El Hierro Volcano: Is one of the smallest of the Canary Islands, the origins of the island date back some 100 million years when the ocean floor shifted with the movement of the Earth’s mantle. The crust cracked into a three pointed star releasing flows of magma. After 3 eruptions, the island emerged from the ocean as an imposing volcano more than 2,000 meters high. It has now been over 200 years since the last eruption but El Hierro. Although being the smallest island, it has the largest number of volcanoes with over 500 open sky cones and another 300 covered by the most recent outflows.

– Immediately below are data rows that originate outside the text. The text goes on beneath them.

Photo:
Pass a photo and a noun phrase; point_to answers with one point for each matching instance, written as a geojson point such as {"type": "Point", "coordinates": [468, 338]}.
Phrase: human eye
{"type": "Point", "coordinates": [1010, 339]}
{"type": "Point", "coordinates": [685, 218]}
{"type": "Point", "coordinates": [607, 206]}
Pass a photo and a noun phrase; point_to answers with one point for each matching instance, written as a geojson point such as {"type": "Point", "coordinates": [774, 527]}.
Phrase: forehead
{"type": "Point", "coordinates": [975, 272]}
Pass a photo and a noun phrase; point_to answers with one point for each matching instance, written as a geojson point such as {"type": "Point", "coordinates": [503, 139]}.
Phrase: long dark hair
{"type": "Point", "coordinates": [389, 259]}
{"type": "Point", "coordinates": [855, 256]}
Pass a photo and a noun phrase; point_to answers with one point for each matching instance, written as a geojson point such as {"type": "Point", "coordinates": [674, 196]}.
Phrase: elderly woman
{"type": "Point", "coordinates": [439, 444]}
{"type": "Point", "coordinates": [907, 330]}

There has been uncertainty surrounding reports of a historical eruption taking place in 1793.
Meanwhile, scientific research is predicting that an eruption of the Cumbre Vieja volcano, at La Palma in the Canary Islands would result in a massive mega-tsunami that would reach the East Coast of America.
Geological evidence suggests that during a future eruption, Cumbre Vieja Volcano on the Island of La Palma may experience a catastrophic failure of its west flank, dropping 150 to 500 km3 of rock into the sea.
Using a geologically reasonable estimate of landslide motion, we model tsunami waves produced by such a collapse. Waves generated by the run-out of a 500 km3 (150 km3) slide block at 100 m/s could transit the entire Atlantic Basin and arrive on the coasts of the Americas with 10-25 m (3-8 m) height.
Lateral collapses of oceanic island volcanoes rank amongst the most spectacular natural events on Earth. Although no such lateral collapse punctuates the historical past, residual debris found on the seafloor evidence their abundance in recent geological time.
Moore (1964) first identified the remains of lateral collapses off the flanks of Hawaii. Since then, dozens have been recognized adjacent to island volcanoes in nearly every ocean (Moore et al. 1994; Keating and McGuire, 2000). These observations constrain not only the geography and frequency of lateral collapses, but also their magnitude (up to 5000 km3 of material), extent (to 300 km length) and ferocity (underwater speeds to 140 m/s).